As contemplated, the deal would see Time Warner giving its troubled AOL unit’s content and advertising operations to Yahoo, along with some cash, in return for about 20% of the combined entity. Time Warner would keep AOL’s Internet access business, which Time Warner CEO Bewkes has already said he intends to spin off or sell.
The new Yahoo would then buy back some shares at more than $30 per share, exceeding the value of Microsoft’s approximately $29 per share offer. That would presumably incentivize shareholders to reject Microsoft’s bid, which the tech giant has threatened to turn hostile after it was rejected by Yahoo’s board.
Wall Street analysts still think that an AOL deal is somewhat less likely than an eventual purchase by Microsoft, particularly now that News Corp. is considering joining forces with Microsoft for a joint bid that could combine Yahoo, MySpace and MSN into one giant online entity.
Yahoo has also been flirting with Google, as it yesterday announced a trial partnership to use the search giant’s advertising against a small percentage of its search traffic. Analysts consider a long-term partnership between the two to be highly unlikely, however, and consider it more as a way to fend off Microsoft by showing it has alternative options.
Analysts noted that with some combination of Yahoo, Microsoft and Google looking likely, AOL and News Corp.’s Fox Interactive Media are eager to not be left out.
“While each firm’s motivations appear similar — avoiding third (or fourth) tier status on the net — the tactics are different,” Citi analyst Jason Bazinet wrote in a note. “Time Warner is hoping to scuttle a Microsoft bid for Yahoo, while News Corp. is hoping to get a slice of the pro forma Microhoo pie. We think both attempts make strategic sense. Who, after all, wants to compete as a sub-scale player — with a less than complete set of Internet assets — in a world dominated by Google and Microhoo?”
For both congloms, the race is on to make decisions and draft proposals for shareholder approval before Microsoft’s bid is scheduled to go hostile on April 26. But while News Corp. sources expressed caution about how tenuous talks are right now, those at Time Warner were more aggressive in making their case.
“From the Yahoo shareholder point of view, the question is going to be whether it’s better to take cash and then have Yahoo as you know it end, or whether a brighter future can be seen,” said a Time Warner insider. “If you put together the Google ad trial and our content, it’s an appealing alternative.”
AOL has been a particular albatross around the neck of Bewkes since he took over Time Warner last year. Though the CEO has made bold moves such as drastically downsizing New Line, he hasn’t yet figured out a winning strategy for AOL, which has been struggling for years to reinvent itself ever since its Internet access business started fading.
AOL recently has been re-thinking its approach to content with a focus on niche sites while beefing up its advertising operations under the rubric Platform A. Last month, it agreed to acquire British social-networking site Bebo for $850 million in order to better compete with MySpace and Facebook.

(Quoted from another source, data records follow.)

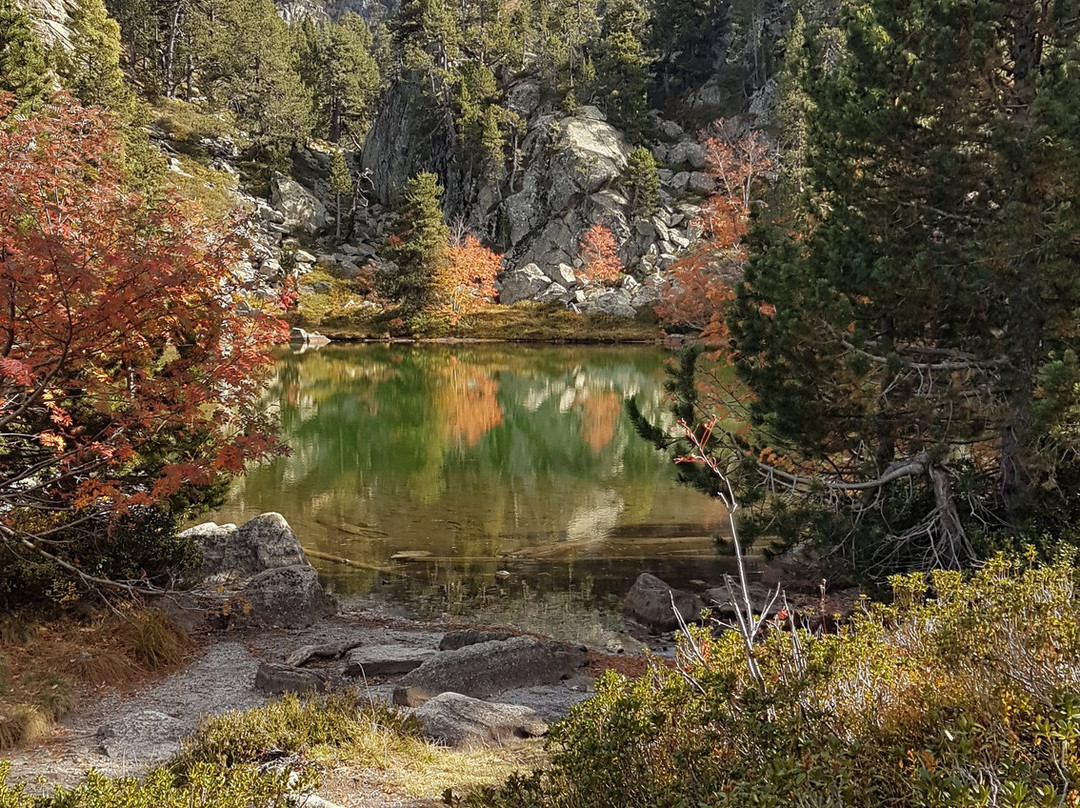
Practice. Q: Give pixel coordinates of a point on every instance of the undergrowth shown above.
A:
(963, 691)
(44, 664)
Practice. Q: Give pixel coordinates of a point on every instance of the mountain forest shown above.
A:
(859, 223)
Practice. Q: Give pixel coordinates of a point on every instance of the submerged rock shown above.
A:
(489, 668)
(653, 604)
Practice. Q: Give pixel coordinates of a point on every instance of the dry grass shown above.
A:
(46, 667)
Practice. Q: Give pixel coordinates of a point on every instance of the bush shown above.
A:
(971, 698)
(205, 786)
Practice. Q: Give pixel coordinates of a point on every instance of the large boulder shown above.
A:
(230, 552)
(277, 678)
(523, 284)
(386, 660)
(301, 209)
(460, 721)
(288, 597)
(485, 669)
(653, 604)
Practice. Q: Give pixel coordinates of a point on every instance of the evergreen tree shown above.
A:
(909, 337)
(252, 68)
(24, 66)
(642, 182)
(622, 68)
(337, 67)
(91, 69)
(417, 245)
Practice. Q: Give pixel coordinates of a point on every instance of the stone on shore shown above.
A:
(653, 604)
(460, 721)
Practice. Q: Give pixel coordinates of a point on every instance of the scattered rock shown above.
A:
(301, 209)
(523, 284)
(485, 669)
(387, 660)
(286, 596)
(142, 738)
(457, 721)
(649, 603)
(264, 542)
(454, 640)
(275, 678)
(761, 598)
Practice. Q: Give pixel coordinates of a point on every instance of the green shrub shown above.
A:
(204, 786)
(288, 726)
(970, 698)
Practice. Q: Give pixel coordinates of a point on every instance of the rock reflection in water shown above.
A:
(487, 457)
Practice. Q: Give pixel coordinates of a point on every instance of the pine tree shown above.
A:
(622, 69)
(24, 66)
(91, 69)
(642, 182)
(417, 245)
(909, 337)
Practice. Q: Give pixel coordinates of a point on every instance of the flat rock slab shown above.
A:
(486, 669)
(386, 660)
(278, 678)
(658, 606)
(142, 738)
(460, 721)
(288, 597)
(455, 640)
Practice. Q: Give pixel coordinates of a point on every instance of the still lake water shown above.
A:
(476, 460)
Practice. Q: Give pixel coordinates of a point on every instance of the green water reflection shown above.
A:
(488, 458)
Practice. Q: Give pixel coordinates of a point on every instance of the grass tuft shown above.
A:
(154, 641)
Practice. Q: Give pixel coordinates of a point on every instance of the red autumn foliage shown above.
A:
(124, 371)
(467, 281)
(702, 281)
(601, 254)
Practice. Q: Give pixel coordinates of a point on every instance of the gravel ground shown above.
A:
(123, 734)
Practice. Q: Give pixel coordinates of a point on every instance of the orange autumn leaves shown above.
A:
(466, 281)
(125, 373)
(701, 284)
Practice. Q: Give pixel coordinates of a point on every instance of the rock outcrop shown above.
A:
(460, 721)
(653, 604)
(485, 669)
(301, 209)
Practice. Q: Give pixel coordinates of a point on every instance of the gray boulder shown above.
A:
(264, 542)
(301, 209)
(485, 669)
(555, 293)
(454, 640)
(285, 596)
(523, 284)
(142, 738)
(688, 152)
(386, 660)
(649, 603)
(277, 678)
(460, 721)
(613, 303)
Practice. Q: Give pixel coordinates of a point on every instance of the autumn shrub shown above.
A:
(599, 255)
(970, 697)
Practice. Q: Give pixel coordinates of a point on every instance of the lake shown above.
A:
(505, 479)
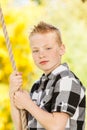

Amid all that, AOL’s advertising revenue has been growing at a healthy clip — 18% last year — but not nearly enough to make up for the huge losses in its subscription Internet access offering, which fell by 52% in 2007. Even the advertising growth is still far behind that of red hot competitors like Google.
Yahoo has also had its problems but is still performing better than AOL in most categories and could boost its performance and significantly reduce costs.
The two overlap in a number of traditional Web content areas, from movies to news to music, but would bring a few individual strengths such as AOL’s popular instant messenger and Bebo, along with Yahoo’s search technology. Together they would likely dominate the portal business, driven by display advertising, and possibly pose a stronger threat to Google and Facebook.
If nothing else, spinning off AOL should be a boon to Time Warner’s stock. Analysts noted that the online unit appears to be having virtually no impact on the conglom’s market cap.
“Given the market value for (Time Warner) and (Time Warner Cable) and our estimated fair value for Time Warner Content, the market is implicitly assigning nearly ZERO equity value to AOL,” noted Bernstein Research in a new report.
Despite such downbeat assessments of AOL’s future, the deal under discussion with Yahoo values AOL at about $10 billion.
Owning 20% of a separate public company that could be the cure Time Warner’s long-festering AOL problem, as it would take responsibility for its performance off of the hands of Bewkes and his lieutenants.